I read this sentence THEOREM 5.62. A function $f : [a,b] → R $ is of bounded variation iff f can be written as the difference of two increasing functions , that is, f = g−h on [a,b] for two increasing functions g,h. PROOF (⇐=) This part is clear, by Example 5.59 (ii)...
Example5.59(ii) is (ii) Every monotonic function on [a,b] is of bounded variation. For example, suppose that f is a decreasing function over [a,b]. Then for any ... (Example on decreasing function)
Hence every decreasing function is of bounded variation. Increasing function is also of bounded variation.
And i have question that difference of 2 increasing functions can be not of bounded variation? let. $h=f-g$ and $f,g$ are increasing functions. if $f(x)$ is sinusoidal like $ y=x+sin(\frac{1}{{x}^n}) $ vibrating function near y=x, then $f$ and let its inverse function ${f}^{-1}=g$, $h=f-g$ can becomes difference of two increasing functions, but not of bounded variation.

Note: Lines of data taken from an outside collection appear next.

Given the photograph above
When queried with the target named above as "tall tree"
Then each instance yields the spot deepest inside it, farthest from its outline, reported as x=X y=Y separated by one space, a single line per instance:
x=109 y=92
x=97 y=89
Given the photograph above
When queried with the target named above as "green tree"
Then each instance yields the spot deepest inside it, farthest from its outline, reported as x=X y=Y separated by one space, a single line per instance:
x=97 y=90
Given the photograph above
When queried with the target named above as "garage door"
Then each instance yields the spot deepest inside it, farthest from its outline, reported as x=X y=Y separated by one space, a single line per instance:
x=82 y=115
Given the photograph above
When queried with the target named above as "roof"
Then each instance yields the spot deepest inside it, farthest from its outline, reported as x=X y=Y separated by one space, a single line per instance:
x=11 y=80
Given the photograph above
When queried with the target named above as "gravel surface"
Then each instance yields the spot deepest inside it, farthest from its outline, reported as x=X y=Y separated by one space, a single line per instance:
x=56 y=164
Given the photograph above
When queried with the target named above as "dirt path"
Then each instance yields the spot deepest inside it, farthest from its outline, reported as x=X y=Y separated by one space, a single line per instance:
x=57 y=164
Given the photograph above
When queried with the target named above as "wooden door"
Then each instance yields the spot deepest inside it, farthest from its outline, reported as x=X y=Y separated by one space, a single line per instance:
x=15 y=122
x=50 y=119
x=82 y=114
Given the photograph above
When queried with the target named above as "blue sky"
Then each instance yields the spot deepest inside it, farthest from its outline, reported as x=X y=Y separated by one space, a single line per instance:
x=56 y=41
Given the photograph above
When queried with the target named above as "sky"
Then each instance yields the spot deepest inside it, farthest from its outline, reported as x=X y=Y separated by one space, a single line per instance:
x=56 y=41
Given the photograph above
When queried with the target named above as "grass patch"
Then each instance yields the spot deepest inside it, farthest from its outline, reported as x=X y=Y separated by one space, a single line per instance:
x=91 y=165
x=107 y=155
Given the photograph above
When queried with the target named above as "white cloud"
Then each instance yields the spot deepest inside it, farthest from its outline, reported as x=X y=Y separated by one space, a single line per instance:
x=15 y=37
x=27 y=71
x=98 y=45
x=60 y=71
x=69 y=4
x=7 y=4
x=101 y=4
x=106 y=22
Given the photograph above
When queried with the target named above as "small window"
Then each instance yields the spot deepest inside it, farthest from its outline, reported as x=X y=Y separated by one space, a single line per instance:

If it is true and i was wrong, i also think how to disprove it.
- If a function is vibrating near $y=x$ greater than y=x on any point, and smaller than $y=x$ at next point,... infinitely, then a function$f$ can not be inecrasing. 2)Even if a function$f$ is vibrating near $y=x$ infinitely, its total variation converges to a finite number If $f$ is increasing.
Please explain to me with example, and also I'm not fluent on english, thank you for any comment or correction on any fault in english.